I sat next to the P.M. - he was too darling - rubicund, serene, puffing a guinea cigar (a gift from Maud Cunard), and talking of going to Honolulu. His conversation was as irrelevant to his life as ever. Our subjects were my mandrill riddle (which Beb had told to a startled party the other day), and this wonderful brand of cigars. I asked for one to give Beb for Christmas and he gave it to me. Cis afterwards offered me ten shillings for it. I had a great accès of tenderness for the P.M. He was so serene and dignified. Poor Margot on the other hand looked ghastly ill - distraught (no doubt she was, as she always claims, ‘rumbling’) - and was imprecating in hoarse whispers, blackguarding Lloyd George and Northcliffe.

When we first came out Elizabeth, Lady Crewe and I had an à trois - Margot joined us. When the men came out she, Mr Asquith and the Crewes played bridge. Violet came in, bringing with her Mr Norton and Sir Ian Hamilton - the latter to say goodbye to Oc. Of course, the whole evening was spent in conjecture and discussion - most interesting. I tried to absorb as much as I could, but I am not quick about politics. I gathered that, before dinner, Mr Asquith had said he thought there was quite a chance of Lloyd George failing to form a Government at all. The Tories - in urging him to resign - had predicted such a failure. In any case, most people seemed to think that any Government he could succeed in forming would only be very short-lived. Of course Lloyd George would greatly prefer Bonar to be Prime Minister, in order himself to avoid incurring the odium of responsibility. The King had sent for Bonar but, of course, it would be very difficult for him to accept the office on the terms which had made Asquith resign it. The King is alleged to be very terribly distressed and to have said, ‘I shall resign if Asquith does’. The prospective attitude of the Liberal ministers was discussed. Everyone was convinced that not one of them would take office under Lloyd George, with the possible exception of Montagu. Bluetooth had assured me that the latter would, but nearly all the Asquith family repudiated the idea. George had been a very wily, foxy cad, and the Government whips must have been very bad, as apparently the P.M. was very much taken by surprise.

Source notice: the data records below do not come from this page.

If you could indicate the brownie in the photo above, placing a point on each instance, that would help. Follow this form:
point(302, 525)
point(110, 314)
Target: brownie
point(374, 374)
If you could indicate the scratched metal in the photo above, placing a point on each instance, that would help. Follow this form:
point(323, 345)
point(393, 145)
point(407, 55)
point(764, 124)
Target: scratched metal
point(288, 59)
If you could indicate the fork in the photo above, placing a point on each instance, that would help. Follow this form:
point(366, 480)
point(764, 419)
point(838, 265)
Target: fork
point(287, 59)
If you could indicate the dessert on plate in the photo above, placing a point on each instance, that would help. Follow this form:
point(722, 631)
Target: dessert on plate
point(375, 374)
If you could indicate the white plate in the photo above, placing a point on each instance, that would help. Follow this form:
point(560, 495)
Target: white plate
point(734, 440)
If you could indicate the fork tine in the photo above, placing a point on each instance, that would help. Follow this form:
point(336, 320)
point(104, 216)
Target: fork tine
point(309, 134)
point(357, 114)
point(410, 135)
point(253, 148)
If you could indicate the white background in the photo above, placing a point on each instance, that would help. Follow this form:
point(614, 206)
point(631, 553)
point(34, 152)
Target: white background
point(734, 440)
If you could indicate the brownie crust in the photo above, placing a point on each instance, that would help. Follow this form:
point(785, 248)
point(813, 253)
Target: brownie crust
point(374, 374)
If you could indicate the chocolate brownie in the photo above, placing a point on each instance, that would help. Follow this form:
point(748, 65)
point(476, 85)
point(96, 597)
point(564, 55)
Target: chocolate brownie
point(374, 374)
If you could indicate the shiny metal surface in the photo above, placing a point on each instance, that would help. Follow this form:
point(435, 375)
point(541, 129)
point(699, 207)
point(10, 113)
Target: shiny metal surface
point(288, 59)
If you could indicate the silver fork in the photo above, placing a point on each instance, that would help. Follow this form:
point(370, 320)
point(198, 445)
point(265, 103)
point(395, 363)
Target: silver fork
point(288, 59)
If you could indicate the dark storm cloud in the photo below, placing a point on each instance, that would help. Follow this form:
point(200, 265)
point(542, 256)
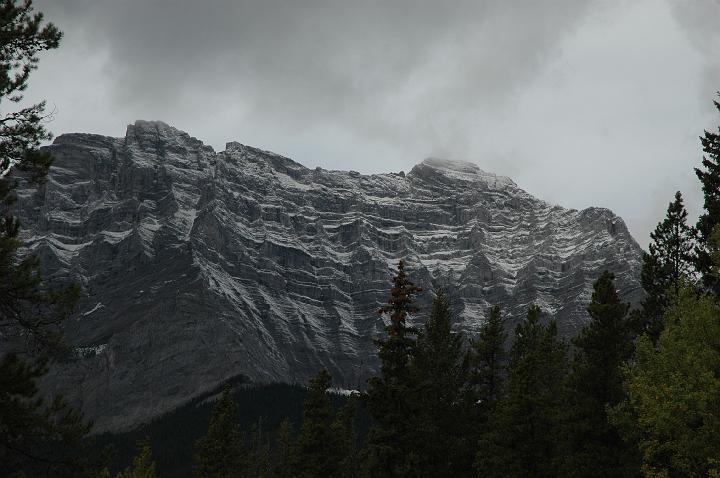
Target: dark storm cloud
point(408, 68)
point(583, 103)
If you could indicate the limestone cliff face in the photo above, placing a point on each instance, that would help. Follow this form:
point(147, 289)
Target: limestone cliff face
point(200, 266)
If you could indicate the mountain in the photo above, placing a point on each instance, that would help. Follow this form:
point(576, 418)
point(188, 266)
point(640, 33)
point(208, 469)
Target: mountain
point(198, 266)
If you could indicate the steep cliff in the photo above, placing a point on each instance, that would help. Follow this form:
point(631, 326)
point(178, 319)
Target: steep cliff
point(199, 266)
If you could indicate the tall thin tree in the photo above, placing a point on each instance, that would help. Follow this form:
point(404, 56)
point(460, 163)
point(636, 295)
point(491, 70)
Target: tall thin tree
point(390, 448)
point(709, 176)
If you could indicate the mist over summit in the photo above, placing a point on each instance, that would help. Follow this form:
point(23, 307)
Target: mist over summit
point(198, 266)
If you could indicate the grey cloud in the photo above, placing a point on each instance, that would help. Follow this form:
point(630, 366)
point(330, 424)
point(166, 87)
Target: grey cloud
point(581, 102)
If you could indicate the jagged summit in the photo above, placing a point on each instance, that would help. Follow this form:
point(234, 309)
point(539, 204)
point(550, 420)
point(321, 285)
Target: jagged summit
point(197, 266)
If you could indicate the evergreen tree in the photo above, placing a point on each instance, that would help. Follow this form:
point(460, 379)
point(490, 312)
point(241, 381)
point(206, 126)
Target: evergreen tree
point(344, 438)
point(669, 262)
point(221, 452)
point(709, 176)
point(315, 454)
point(37, 438)
point(439, 373)
point(142, 466)
point(672, 407)
point(259, 453)
point(523, 431)
point(390, 445)
point(489, 358)
point(285, 451)
point(592, 446)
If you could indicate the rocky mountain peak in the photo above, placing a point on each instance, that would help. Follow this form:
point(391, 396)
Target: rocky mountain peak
point(199, 266)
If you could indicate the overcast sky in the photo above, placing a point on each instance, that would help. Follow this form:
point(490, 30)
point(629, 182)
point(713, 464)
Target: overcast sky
point(583, 103)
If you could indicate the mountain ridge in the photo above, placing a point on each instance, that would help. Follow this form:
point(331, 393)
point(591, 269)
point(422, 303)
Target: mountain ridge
point(199, 265)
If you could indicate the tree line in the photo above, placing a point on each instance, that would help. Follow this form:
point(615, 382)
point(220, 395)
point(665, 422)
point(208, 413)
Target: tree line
point(636, 393)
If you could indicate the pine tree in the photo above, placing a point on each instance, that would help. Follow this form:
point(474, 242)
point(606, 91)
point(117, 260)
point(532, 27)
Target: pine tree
point(315, 453)
point(673, 393)
point(439, 374)
point(285, 451)
point(390, 447)
point(523, 433)
point(259, 453)
point(489, 358)
point(142, 466)
point(669, 263)
point(221, 452)
point(709, 176)
point(344, 437)
point(37, 437)
point(592, 447)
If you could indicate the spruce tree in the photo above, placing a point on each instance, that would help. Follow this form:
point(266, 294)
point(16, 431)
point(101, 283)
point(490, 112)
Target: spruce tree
point(37, 437)
point(258, 462)
point(344, 439)
point(489, 358)
point(439, 374)
point(709, 176)
point(142, 465)
point(592, 447)
point(389, 401)
point(669, 262)
point(315, 452)
point(523, 433)
point(221, 452)
point(672, 404)
point(285, 451)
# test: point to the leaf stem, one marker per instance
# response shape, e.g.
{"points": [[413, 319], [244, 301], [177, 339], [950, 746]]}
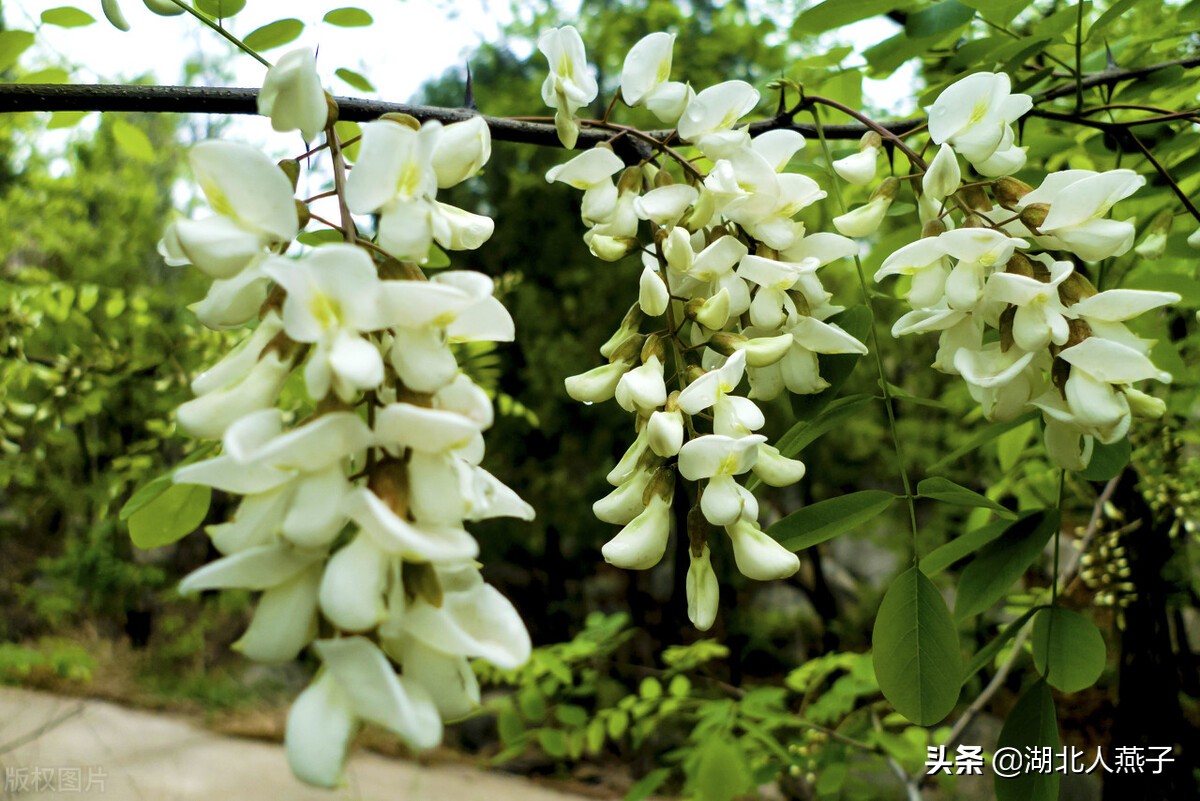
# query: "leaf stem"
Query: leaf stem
{"points": [[233, 40], [875, 344]]}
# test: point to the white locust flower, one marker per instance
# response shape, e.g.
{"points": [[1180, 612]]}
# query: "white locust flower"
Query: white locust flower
{"points": [[703, 590], [462, 149], [973, 115], [859, 168], [642, 542], [253, 204], [709, 118], [358, 685], [643, 78], [719, 458], [592, 172], [292, 95], [569, 84], [757, 555], [943, 174], [1078, 199], [333, 299]]}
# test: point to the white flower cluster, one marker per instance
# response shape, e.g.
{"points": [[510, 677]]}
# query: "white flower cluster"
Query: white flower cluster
{"points": [[1026, 330], [351, 522], [730, 283]]}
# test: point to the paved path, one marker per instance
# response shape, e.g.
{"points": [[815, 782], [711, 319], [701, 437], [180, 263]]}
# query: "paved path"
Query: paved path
{"points": [[129, 754]]}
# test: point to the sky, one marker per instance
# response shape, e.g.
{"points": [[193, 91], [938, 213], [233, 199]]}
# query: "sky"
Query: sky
{"points": [[409, 42]]}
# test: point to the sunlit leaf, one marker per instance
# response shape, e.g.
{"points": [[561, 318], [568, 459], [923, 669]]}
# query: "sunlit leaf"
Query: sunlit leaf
{"points": [[915, 649]]}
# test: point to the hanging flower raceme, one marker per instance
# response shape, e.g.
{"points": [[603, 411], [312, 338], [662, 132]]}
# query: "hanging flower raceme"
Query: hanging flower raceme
{"points": [[348, 522], [730, 307], [1026, 330]]}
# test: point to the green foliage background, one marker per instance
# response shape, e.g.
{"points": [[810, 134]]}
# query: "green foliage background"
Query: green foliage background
{"points": [[97, 348]]}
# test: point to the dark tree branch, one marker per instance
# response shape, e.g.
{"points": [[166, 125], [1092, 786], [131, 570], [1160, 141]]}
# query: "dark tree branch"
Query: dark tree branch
{"points": [[199, 100]]}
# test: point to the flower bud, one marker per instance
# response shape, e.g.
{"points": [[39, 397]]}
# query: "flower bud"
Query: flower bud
{"points": [[629, 350], [714, 313], [701, 212], [976, 198], [630, 180], [624, 503], [1075, 288], [933, 228], [598, 384], [703, 591], [462, 149], [864, 220], [1008, 191], [859, 168], [726, 342], [1145, 405], [1033, 215], [665, 431], [1153, 244], [653, 348], [652, 293]]}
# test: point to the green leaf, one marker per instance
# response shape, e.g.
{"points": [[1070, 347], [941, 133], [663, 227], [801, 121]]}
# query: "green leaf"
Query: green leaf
{"points": [[939, 18], [347, 131], [835, 13], [999, 11], [1108, 461], [996, 568], [145, 494], [552, 742], [982, 438], [67, 17], [273, 35], [221, 8], [509, 726], [826, 519], [721, 771], [916, 650], [1073, 648], [1031, 724], [348, 17], [171, 516], [1110, 16], [323, 236], [12, 44], [835, 368], [646, 786], [805, 432], [946, 491], [354, 79], [961, 546], [989, 651], [571, 715], [133, 142]]}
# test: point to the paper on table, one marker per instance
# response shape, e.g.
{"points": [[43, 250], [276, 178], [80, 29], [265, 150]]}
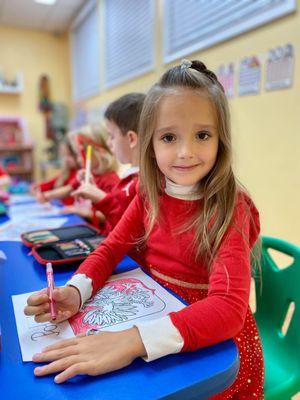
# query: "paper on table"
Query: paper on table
{"points": [[11, 230], [33, 337], [125, 299], [18, 211], [21, 199]]}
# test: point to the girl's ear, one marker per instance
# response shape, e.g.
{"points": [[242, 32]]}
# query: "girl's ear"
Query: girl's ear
{"points": [[132, 139]]}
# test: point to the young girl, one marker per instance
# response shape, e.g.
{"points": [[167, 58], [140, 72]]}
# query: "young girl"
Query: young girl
{"points": [[191, 227], [103, 168], [4, 178], [69, 168]]}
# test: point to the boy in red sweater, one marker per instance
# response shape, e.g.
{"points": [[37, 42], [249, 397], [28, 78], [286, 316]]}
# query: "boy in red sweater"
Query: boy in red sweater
{"points": [[122, 118]]}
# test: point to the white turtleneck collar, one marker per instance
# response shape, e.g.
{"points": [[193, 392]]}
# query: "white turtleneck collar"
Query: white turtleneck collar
{"points": [[182, 192]]}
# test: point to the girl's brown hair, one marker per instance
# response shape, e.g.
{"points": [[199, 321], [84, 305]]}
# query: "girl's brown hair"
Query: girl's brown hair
{"points": [[219, 187]]}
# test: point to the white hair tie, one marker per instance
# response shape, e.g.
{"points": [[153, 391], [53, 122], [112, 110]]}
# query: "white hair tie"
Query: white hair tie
{"points": [[185, 64]]}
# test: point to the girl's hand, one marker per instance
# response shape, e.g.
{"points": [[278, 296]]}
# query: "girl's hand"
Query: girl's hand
{"points": [[34, 187], [81, 176], [91, 355], [41, 197], [67, 303], [68, 210], [89, 191]]}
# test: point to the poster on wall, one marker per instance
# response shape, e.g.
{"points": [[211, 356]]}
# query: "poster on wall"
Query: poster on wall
{"points": [[225, 75], [249, 76], [280, 67]]}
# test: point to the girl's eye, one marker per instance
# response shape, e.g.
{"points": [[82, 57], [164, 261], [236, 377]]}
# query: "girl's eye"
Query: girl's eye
{"points": [[168, 138], [203, 135]]}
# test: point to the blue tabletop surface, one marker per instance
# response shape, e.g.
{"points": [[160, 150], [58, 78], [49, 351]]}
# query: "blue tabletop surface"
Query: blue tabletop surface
{"points": [[197, 375]]}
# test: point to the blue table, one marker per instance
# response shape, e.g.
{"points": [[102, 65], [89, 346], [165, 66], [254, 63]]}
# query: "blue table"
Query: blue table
{"points": [[196, 375]]}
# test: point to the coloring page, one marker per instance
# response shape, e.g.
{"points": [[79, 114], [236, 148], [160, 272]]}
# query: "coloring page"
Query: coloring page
{"points": [[126, 299]]}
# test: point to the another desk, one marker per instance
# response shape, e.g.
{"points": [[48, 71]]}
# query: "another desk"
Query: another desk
{"points": [[196, 375]]}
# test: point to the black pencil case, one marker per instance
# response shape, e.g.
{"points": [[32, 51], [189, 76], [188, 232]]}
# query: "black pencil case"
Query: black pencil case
{"points": [[66, 252], [43, 236]]}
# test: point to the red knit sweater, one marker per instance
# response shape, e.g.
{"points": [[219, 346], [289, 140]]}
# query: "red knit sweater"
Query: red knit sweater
{"points": [[49, 185], [114, 204], [2, 171], [221, 313]]}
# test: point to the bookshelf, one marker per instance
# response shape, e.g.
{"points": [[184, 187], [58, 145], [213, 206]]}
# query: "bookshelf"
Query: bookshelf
{"points": [[14, 86], [16, 152]]}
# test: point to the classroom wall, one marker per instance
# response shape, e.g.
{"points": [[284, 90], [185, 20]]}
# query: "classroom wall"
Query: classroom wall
{"points": [[265, 127], [34, 53]]}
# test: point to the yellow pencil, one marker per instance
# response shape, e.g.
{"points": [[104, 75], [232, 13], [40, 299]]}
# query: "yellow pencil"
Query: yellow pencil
{"points": [[88, 164]]}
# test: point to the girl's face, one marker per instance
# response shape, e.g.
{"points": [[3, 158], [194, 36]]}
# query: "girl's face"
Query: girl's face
{"points": [[186, 140], [117, 142]]}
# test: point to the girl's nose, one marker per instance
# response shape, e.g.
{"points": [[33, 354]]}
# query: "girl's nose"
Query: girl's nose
{"points": [[185, 150]]}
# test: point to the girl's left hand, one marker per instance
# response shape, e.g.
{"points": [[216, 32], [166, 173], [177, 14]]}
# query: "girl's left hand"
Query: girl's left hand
{"points": [[91, 355]]}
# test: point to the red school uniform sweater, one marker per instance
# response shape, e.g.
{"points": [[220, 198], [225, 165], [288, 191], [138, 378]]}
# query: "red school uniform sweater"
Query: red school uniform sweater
{"points": [[114, 204], [215, 313], [2, 171], [49, 185]]}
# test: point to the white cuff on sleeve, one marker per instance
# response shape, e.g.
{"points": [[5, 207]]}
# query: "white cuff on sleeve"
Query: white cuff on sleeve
{"points": [[83, 284], [169, 342]]}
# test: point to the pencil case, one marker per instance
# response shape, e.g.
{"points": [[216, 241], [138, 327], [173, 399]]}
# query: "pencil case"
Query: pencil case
{"points": [[43, 236], [66, 251]]}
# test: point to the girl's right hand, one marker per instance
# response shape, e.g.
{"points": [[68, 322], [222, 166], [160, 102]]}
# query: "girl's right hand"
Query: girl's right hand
{"points": [[89, 191], [40, 197], [67, 303]]}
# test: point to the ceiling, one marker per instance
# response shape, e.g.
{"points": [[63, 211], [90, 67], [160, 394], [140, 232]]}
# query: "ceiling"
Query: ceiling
{"points": [[29, 14]]}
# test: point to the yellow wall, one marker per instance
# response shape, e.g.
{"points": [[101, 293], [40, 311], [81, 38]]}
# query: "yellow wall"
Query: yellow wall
{"points": [[34, 53], [266, 127]]}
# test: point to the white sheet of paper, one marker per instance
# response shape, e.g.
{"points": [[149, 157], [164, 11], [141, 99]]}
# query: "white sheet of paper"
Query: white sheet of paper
{"points": [[33, 337], [18, 211], [21, 199], [11, 230], [125, 299]]}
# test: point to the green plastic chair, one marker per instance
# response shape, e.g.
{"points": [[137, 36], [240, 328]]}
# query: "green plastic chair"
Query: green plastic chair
{"points": [[275, 291]]}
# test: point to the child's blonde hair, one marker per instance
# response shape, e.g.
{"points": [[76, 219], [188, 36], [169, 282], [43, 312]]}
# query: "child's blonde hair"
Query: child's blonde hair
{"points": [[98, 135], [219, 187]]}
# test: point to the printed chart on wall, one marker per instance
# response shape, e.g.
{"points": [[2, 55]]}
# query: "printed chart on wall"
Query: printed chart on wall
{"points": [[249, 76], [124, 300], [280, 67], [225, 75]]}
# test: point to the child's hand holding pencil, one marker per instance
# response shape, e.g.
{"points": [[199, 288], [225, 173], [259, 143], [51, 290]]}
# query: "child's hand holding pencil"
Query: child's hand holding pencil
{"points": [[67, 303]]}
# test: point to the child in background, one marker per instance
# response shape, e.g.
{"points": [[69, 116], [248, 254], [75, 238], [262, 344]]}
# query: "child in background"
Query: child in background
{"points": [[69, 168], [4, 178], [122, 118], [103, 168], [191, 226]]}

It had been a well-managed plot. According to Margot and others, Northcliffe has been to Lloyd George’s house every day since the beginning of the war, the imputation being that George feeds him with Cabinet information, telling him the next item of the Government programme, so that he is able to start a Press agitation, and thus gain the reputation of pushing the Government into their independently determined course of action. It was said that the F.O. was really Lloyd George’s ambition, and during the last weeks he has been going to the Berlitz School and reading histories of the Balkans. I believe the French like him, but he is loathed in Russia and Italy. He has had to cart Winston - whose exclusion was, I believe, one of Bonar’s conditions. Certainly one cannot imagine a crazier executive titan George, Carson, and Bonar, Of course, it would virtually be only George.

Was it my last dinner at Downing Street? I can’t help feeling very sanguine and thinking the P.M. will be back with a firmer seat in the saddle in a fortnight. I only hope to God he is - disinterestedly because I really think him the only eligible man. Incidentally, what could happen to all our finances I daren’t think! Certainly it is a most painfully interesting situation - deeply to be deplored at this juncture I think - and it’s rather disgusting that such seething intrigue should survive war atmosphere.

Oc saw me off in the tube. Very sad to say goodbye and he had a tear in his eye. Lost my head and passed through Charing Cross three times owing to political excitement. Got home very late. Talked to Papa. The P.M. said The Volunteer was incomparably the best war poem.’